The graphic shows the evolution of the selected macroeconomic value after all major interest rate cuts in a given Fed period.
The vertical axis shows the change of the macroeconomic variable with respect to the value of the series in the month of the initial rate cut. Changes can be given as a relative portion (current value divided by the initial series level), or as an absolute change (subtracting the initial series level from the current level).
The horizontal axis gives the number of months elapsed since the cut. A tooltip over each line gives the date of the interest rate cut at the beginning of a period.
The Fed era control breaks the data into the period before 1979, when interest rates were rising and inflation gradually became a major problem, followed by the Volcker period in the 1980s, in which interest rates reversed their long-term trend, and finally the Greenspan-Bernanke period from 1987 to the present. It is also possible to overlay all periods.

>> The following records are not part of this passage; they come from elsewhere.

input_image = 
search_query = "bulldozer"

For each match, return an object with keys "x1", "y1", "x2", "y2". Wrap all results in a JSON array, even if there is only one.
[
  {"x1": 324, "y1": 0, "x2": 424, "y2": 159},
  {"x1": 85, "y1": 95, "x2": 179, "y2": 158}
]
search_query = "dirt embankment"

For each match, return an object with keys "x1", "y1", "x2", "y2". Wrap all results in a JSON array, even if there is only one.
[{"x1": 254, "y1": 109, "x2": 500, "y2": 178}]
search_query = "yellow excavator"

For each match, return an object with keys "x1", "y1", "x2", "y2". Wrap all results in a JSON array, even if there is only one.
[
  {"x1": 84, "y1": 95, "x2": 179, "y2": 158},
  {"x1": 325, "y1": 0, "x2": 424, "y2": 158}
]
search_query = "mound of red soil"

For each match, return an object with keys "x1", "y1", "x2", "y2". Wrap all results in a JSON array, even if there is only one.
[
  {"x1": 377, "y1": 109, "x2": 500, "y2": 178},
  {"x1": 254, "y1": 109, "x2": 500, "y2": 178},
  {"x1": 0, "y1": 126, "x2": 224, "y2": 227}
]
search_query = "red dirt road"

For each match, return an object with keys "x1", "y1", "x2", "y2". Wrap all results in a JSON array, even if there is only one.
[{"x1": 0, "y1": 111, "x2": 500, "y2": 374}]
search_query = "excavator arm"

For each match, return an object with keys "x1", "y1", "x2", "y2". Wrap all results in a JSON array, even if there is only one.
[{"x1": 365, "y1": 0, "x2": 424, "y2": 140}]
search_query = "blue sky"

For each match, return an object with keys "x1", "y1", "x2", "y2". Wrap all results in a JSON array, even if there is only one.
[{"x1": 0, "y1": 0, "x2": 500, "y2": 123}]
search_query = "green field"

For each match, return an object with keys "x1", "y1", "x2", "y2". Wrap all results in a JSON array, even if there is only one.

It is possible to switch between several macroeconomic variables, including the real GDP, the unemployment rate, the consumer price index, and major stock indices.
"Best-grade corporate bonds" is the interest rate on AAA-rated, long-dated corporates. "Investment-grade" gives the rate on BBB-rated long corporates.
The "major currencies" exchange rate series gives the trade-weighted value of the dollar against "hard" currencies, while the "broad" series gives it against the world as a whole.
Two stock indices are provided, and give the level of the index, not its total return (dividends are not counted).
The first snapshot shows that the first large cut is seldom the last, and usually the Fed Funds rate goes significantly lower over the next 2 years.
The second snapshot shows the gradual reduction in the rate of inflation throughout the successive cutting periods of the Volcker Fed.
The third snapshot shows how corporate rates sometimes rose significantly after Fed rate reductions in the pre-Volcker period, a sign that inflation expectations were increasing.
The fourth snapshot shows that the future direction of unemployment has been fairly unpredictable in the wake of Fed rate cuts, despite control of this variable often being the ostensible purpose of such reductions. Of course, this is probably a side effect of Fed cuts coinciding with recessions.
The last snapshot shows exchange rate reactions for the recent Fed. There are often sizable early movements, but they occur in both directions and sometimes reverse themselves within two years.